At 02:25:06 Hoagland tells his audience that the version they are looking at was "one of a set of 16 x 20 prints I got from one of my NASA contacts." Reading the Bara-rant, you would assume that he's referring to Ken Johnston. Bara writes "these images did not come from the visit to NSSDC, but from Ken Johnston's personal collection." However, Johnston and Hoagland did not meet until May 2nd 1995, in Seattle (as is made clear in this transcript.)
So far as I'm concerned, the glass overlay allegation still has the status of "plausible rumor." My point is that, in attempting to quash it in such extravagantly nasty terms, Mike Bara has been wholly unsuccessful.

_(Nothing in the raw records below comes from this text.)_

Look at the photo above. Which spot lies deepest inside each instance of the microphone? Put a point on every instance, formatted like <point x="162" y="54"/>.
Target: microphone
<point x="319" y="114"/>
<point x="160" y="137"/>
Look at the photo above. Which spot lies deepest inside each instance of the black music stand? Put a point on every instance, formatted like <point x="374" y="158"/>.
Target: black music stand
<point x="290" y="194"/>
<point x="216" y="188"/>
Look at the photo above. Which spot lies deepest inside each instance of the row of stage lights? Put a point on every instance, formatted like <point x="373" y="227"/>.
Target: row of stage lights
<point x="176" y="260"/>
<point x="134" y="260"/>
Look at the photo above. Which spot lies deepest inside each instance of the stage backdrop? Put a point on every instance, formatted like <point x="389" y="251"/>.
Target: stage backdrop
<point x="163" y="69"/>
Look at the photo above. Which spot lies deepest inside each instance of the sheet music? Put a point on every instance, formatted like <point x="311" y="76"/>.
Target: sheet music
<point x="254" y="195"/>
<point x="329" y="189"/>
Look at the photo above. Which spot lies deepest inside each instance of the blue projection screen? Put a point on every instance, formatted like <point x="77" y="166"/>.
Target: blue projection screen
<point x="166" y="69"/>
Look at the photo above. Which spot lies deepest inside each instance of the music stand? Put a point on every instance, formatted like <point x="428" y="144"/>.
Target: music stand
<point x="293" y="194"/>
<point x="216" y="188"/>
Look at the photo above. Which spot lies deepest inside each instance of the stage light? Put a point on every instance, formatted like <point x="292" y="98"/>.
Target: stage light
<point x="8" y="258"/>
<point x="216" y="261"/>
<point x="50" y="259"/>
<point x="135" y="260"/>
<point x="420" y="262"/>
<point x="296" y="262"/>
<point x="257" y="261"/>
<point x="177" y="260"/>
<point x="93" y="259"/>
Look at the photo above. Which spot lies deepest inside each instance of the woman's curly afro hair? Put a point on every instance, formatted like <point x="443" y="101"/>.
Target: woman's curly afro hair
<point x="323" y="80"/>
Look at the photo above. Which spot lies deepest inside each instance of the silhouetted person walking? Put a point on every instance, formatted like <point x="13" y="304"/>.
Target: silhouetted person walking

Funnily enough, at Ohio State RCH didn't mention that paperclip that's on some versions of 4822. To me it looks exactly like a curly fiber that might have intruded during, say, amateur scanning such as must have happened in Hoaglandia. But I wonder at what stage Hoagland "discovered" it. Here's his presentation of it:
Now here's the same area from the "official" (Houston) version of the image:
Presto-change-o! Now you see it, now you don't.